Judge orders release of 5 terror suspects at Gitmo
By LARA JAKES JORDAN, Associated Press Writer Lara Jakes Jordan, Associated Press Writer – Thu Nov 20, 6:07 pm ET
WASHINGTON – A federal judge on Thursday ordered the release of five Algerians held at Guantanamo Bay, Cuba, and the continued detention of a sixth in a major blow to the Bush administration's strategy to keep terror suspects locked up without charges.
In the first case of its kind, U.S. District Judge Richard J. Leon said the government's evidence linking the five Algerians to al-Qaida was not credible as it came from a single, unidentified source. Therefore, he said, the five could not be held indefinitely as enemy combatants, and should be released immediately.
"To allow enemy combatancy to rest on so thin a reed would be inconsistent with this court's obligation," Leon told the crowded courtroom.
As a result, he said, "the court must and will grant their petitions and order their release."
As for the sixth Algerian, Belkacem Bensayah, Leon said there was enough reason to believe he was close to an al-Qaida operative and had sought to help others travel to Afghanistan to join the terrorists' fight against the United States and its allies.

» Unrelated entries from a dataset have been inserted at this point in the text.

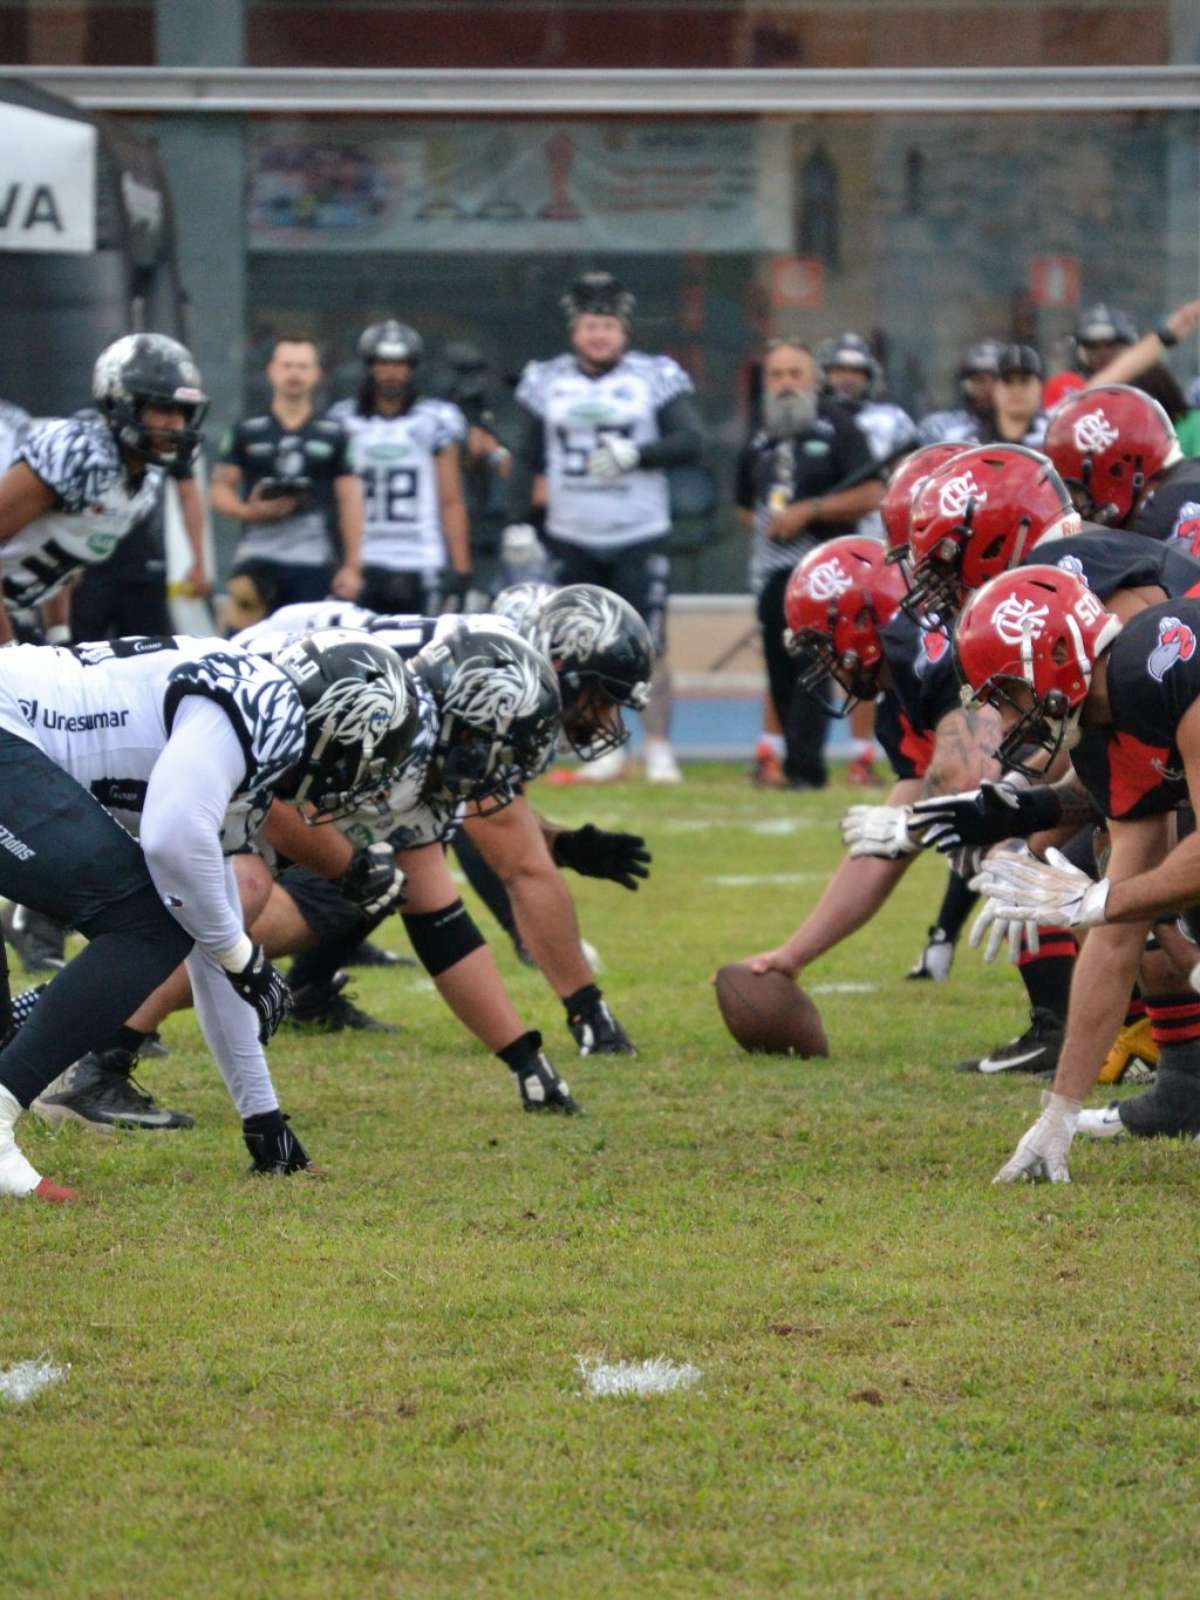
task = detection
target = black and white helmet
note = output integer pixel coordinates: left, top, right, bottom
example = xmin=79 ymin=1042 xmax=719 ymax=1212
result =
xmin=413 ymin=624 xmax=562 ymax=813
xmin=533 ymin=584 xmax=652 ymax=760
xmin=358 ymin=320 xmax=424 ymax=367
xmin=560 ymin=270 xmax=636 ymax=329
xmin=92 ymin=333 xmax=208 ymax=466
xmin=491 ymin=582 xmax=557 ymax=639
xmin=273 ymin=628 xmax=418 ymax=820
xmin=817 ymin=331 xmax=881 ymax=398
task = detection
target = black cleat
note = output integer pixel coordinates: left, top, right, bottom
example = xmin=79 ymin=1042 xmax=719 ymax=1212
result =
xmin=8 ymin=905 xmax=67 ymax=975
xmin=33 ymin=1049 xmax=195 ymax=1131
xmin=345 ymin=939 xmax=415 ymax=969
xmin=287 ymin=972 xmax=397 ymax=1034
xmin=906 ymin=927 xmax=955 ymax=983
xmin=954 ymin=1007 xmax=1064 ymax=1076
xmin=140 ymin=1030 xmax=170 ymax=1059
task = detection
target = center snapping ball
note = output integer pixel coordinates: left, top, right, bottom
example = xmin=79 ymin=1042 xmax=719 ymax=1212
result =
xmin=714 ymin=962 xmax=830 ymax=1058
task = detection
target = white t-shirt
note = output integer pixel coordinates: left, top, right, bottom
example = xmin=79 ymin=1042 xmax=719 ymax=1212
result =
xmin=328 ymin=397 xmax=466 ymax=574
xmin=516 ymin=350 xmax=692 ymax=549
xmin=9 ymin=413 xmax=163 ymax=606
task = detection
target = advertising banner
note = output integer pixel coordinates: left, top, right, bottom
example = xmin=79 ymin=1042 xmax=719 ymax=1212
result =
xmin=0 ymin=100 xmax=96 ymax=254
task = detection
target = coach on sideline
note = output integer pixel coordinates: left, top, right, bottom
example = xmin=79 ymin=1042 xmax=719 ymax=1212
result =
xmin=735 ymin=337 xmax=883 ymax=790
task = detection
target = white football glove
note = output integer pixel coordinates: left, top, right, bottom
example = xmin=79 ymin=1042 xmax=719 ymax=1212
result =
xmin=993 ymin=1090 xmax=1081 ymax=1184
xmin=587 ymin=438 xmax=641 ymax=479
xmin=971 ymin=845 xmax=1110 ymax=931
xmin=840 ymin=804 xmax=920 ymax=859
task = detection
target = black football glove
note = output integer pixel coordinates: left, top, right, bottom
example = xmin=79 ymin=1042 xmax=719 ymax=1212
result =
xmin=243 ymin=1109 xmax=311 ymax=1175
xmin=337 ymin=842 xmax=407 ymax=919
xmin=552 ymin=824 xmax=651 ymax=891
xmin=564 ymin=983 xmax=636 ymax=1056
xmin=911 ymin=780 xmax=1064 ymax=853
xmin=498 ymin=1029 xmax=580 ymax=1114
xmin=224 ymin=944 xmax=292 ymax=1044
xmin=439 ymin=570 xmax=472 ymax=614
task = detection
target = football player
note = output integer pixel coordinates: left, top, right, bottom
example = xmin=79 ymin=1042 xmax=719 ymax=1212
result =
xmin=917 ymin=340 xmax=1002 ymax=446
xmin=954 ymin=569 xmax=1200 ymax=1180
xmin=0 ymin=335 xmax=206 ymax=645
xmin=327 ymin=320 xmax=473 ymax=616
xmin=0 ymin=628 xmax=415 ymax=1198
xmin=504 ymin=271 xmax=704 ymax=783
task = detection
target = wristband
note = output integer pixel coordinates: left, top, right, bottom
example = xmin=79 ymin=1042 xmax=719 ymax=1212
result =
xmin=1157 ymin=320 xmax=1180 ymax=349
xmin=215 ymin=934 xmax=254 ymax=973
xmin=45 ymin=625 xmax=71 ymax=647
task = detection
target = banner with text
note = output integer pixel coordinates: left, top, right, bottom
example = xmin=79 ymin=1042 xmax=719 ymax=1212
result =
xmin=0 ymin=102 xmax=96 ymax=254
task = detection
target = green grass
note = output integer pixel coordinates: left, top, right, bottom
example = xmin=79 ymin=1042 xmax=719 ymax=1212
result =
xmin=4 ymin=766 xmax=1200 ymax=1599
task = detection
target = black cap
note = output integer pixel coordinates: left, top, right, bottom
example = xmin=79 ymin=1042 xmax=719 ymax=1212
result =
xmin=997 ymin=344 xmax=1042 ymax=379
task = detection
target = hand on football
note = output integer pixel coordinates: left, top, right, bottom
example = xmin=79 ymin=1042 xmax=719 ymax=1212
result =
xmin=993 ymin=1091 xmax=1081 ymax=1184
xmin=744 ymin=946 xmax=801 ymax=980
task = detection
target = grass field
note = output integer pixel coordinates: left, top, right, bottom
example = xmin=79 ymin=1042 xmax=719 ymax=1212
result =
xmin=4 ymin=765 xmax=1200 ymax=1599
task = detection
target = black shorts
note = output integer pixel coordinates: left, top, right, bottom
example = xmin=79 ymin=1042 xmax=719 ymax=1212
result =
xmin=277 ymin=864 xmax=365 ymax=943
xmin=231 ymin=559 xmax=337 ymax=614
xmin=359 ymin=568 xmax=444 ymax=617
xmin=544 ymin=536 xmax=671 ymax=657
xmin=0 ymin=730 xmax=154 ymax=933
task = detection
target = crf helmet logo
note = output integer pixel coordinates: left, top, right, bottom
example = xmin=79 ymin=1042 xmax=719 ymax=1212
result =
xmin=937 ymin=471 xmax=985 ymax=520
xmin=1148 ymin=615 xmax=1197 ymax=682
xmin=1055 ymin=554 xmax=1086 ymax=580
xmin=991 ymin=596 xmax=1050 ymax=645
xmin=1072 ymin=409 xmax=1119 ymax=453
xmin=806 ymin=559 xmax=853 ymax=602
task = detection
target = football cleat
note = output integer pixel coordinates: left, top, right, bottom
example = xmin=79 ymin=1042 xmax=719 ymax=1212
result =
xmin=345 ymin=939 xmax=414 ymax=969
xmin=286 ymin=973 xmax=397 ymax=1034
xmin=1087 ymin=1061 xmax=1200 ymax=1139
xmin=566 ymin=989 xmax=636 ymax=1056
xmin=1076 ymin=1103 xmax=1126 ymax=1139
xmin=1096 ymin=1017 xmax=1158 ymax=1086
xmin=514 ymin=1054 xmax=580 ymax=1114
xmin=643 ymin=741 xmax=683 ymax=785
xmin=845 ymin=753 xmax=881 ymax=788
xmin=906 ymin=927 xmax=955 ymax=983
xmin=750 ymin=746 xmax=785 ymax=789
xmin=33 ymin=1050 xmax=195 ymax=1132
xmin=954 ymin=1007 xmax=1064 ymax=1075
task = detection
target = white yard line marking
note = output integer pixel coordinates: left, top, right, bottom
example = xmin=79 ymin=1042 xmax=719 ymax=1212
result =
xmin=811 ymin=982 xmax=878 ymax=995
xmin=578 ymin=1357 xmax=702 ymax=1397
xmin=0 ymin=1358 xmax=69 ymax=1403
xmin=707 ymin=873 xmax=825 ymax=887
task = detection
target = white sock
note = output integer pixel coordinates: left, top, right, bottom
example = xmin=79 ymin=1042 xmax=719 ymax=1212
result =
xmin=757 ymin=733 xmax=785 ymax=759
xmin=0 ymin=1084 xmax=41 ymax=1197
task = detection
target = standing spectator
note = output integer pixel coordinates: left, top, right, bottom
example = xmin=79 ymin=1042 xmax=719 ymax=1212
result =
xmin=328 ymin=320 xmax=472 ymax=615
xmin=427 ymin=340 xmax=514 ymax=608
xmin=988 ymin=345 xmax=1048 ymax=446
xmin=504 ymin=271 xmax=704 ymax=784
xmin=918 ymin=340 xmax=1001 ymax=445
xmin=211 ymin=335 xmax=362 ymax=619
xmin=1073 ymin=301 xmax=1189 ymax=424
xmin=736 ymin=339 xmax=883 ymax=790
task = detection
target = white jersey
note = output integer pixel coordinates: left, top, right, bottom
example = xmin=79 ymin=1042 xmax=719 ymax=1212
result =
xmin=9 ymin=413 xmax=163 ymax=607
xmin=235 ymin=599 xmax=377 ymax=654
xmin=846 ymin=400 xmax=918 ymax=538
xmin=0 ymin=400 xmax=30 ymax=475
xmin=236 ymin=610 xmax=455 ymax=851
xmin=517 ymin=350 xmax=692 ymax=550
xmin=0 ymin=635 xmax=306 ymax=845
xmin=328 ymin=397 xmax=465 ymax=573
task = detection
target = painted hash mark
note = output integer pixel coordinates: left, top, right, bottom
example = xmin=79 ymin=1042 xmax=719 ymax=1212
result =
xmin=0 ymin=1358 xmax=69 ymax=1404
xmin=811 ymin=982 xmax=879 ymax=995
xmin=578 ymin=1357 xmax=702 ymax=1397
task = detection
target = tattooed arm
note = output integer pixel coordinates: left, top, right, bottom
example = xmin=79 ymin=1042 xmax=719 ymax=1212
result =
xmin=921 ymin=704 xmax=1004 ymax=798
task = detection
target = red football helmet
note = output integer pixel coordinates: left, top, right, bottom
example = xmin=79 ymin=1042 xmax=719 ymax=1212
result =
xmin=905 ymin=444 xmax=1080 ymax=623
xmin=881 ymin=442 xmax=970 ymax=563
xmin=1043 ymin=384 xmax=1181 ymax=525
xmin=953 ymin=564 xmax=1121 ymax=777
xmin=783 ymin=537 xmax=909 ymax=715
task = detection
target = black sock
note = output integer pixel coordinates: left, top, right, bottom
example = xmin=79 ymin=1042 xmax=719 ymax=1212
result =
xmin=933 ymin=870 xmax=977 ymax=945
xmin=1017 ymin=927 xmax=1076 ymax=1023
xmin=92 ymin=1024 xmax=149 ymax=1058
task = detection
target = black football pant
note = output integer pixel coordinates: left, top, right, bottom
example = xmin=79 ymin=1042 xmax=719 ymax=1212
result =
xmin=0 ymin=732 xmax=193 ymax=1107
xmin=545 ymin=536 xmax=671 ymax=657
xmin=757 ymin=567 xmax=830 ymax=788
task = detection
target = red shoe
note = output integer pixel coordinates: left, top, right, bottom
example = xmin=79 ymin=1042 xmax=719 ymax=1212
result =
xmin=35 ymin=1176 xmax=78 ymax=1203
xmin=846 ymin=754 xmax=881 ymax=787
xmin=751 ymin=753 xmax=785 ymax=788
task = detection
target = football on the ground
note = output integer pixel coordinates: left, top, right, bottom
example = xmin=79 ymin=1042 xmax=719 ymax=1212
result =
xmin=714 ymin=963 xmax=830 ymax=1057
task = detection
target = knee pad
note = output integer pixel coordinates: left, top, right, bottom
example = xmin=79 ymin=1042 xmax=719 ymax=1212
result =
xmin=402 ymin=898 xmax=486 ymax=977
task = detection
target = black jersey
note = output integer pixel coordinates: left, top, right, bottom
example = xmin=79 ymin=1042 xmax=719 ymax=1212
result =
xmin=1129 ymin=457 xmax=1200 ymax=547
xmin=875 ymin=687 xmax=935 ymax=781
xmin=1024 ymin=527 xmax=1200 ymax=603
xmin=1070 ymin=599 xmax=1200 ymax=820
xmin=881 ymin=610 xmax=960 ymax=743
xmin=219 ymin=409 xmax=351 ymax=566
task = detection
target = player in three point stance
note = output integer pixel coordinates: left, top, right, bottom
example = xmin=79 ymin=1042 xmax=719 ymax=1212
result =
xmin=0 ymin=626 xmax=415 ymax=1200
xmin=951 ymin=567 xmax=1200 ymax=1180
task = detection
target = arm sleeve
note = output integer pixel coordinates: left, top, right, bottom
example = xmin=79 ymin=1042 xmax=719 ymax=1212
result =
xmin=638 ymin=391 xmax=705 ymax=470
xmin=504 ymin=402 xmax=547 ymax=522
xmin=139 ymin=696 xmax=250 ymax=956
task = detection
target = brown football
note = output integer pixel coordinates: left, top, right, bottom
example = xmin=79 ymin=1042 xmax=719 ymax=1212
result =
xmin=714 ymin=963 xmax=830 ymax=1058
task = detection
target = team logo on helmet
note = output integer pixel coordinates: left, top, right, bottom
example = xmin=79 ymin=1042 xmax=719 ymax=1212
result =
xmin=543 ymin=589 xmax=624 ymax=661
xmin=805 ymin=558 xmax=854 ymax=602
xmin=991 ymin=596 xmax=1050 ymax=645
xmin=937 ymin=472 xmax=986 ymax=520
xmin=1055 ymin=554 xmax=1086 ymax=580
xmin=1072 ymin=409 xmax=1119 ymax=453
xmin=1148 ymin=616 xmax=1197 ymax=682
xmin=447 ymin=643 xmax=544 ymax=729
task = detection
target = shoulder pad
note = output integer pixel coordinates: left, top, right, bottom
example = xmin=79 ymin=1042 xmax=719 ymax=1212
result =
xmin=164 ymin=647 xmax=306 ymax=793
xmin=19 ymin=415 xmax=120 ymax=511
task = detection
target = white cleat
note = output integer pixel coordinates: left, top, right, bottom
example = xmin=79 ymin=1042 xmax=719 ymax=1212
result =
xmin=577 ymin=746 xmax=628 ymax=784
xmin=644 ymin=740 xmax=683 ymax=785
xmin=1077 ymin=1102 xmax=1126 ymax=1140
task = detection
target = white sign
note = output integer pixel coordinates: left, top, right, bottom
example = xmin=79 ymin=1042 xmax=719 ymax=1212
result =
xmin=0 ymin=102 xmax=96 ymax=254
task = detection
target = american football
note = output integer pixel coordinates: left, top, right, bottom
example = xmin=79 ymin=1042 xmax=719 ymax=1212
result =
xmin=714 ymin=962 xmax=830 ymax=1057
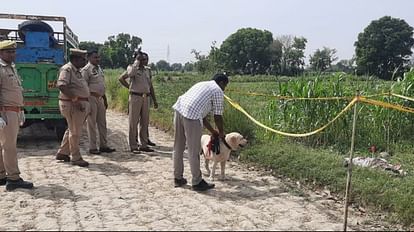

Leon also urged senior Justice Department leaders and high-level officials at other government agencies involved in the case not to appeal his ruling. The Justice Department said later Thursday it had not decided whether it would.
Leon said the five Algerians already have been improperly held for seven years and deserve to go home. He said an appeal could delay their release for up to another two years.
"This is a unique case," Leon said, trying to assuage any Justice Department fears that hundreds of other detainees also could be released based on his ruling. "Few if any others will be factually like it. Nobody should be lulled into a false sense that all of the ... cases will look like this one."
One of the men to be released is Lakhdar Boumediene, whose landmark Supreme Court case last summer gave the Guantanamo detainees the right to challenge their imprisonment.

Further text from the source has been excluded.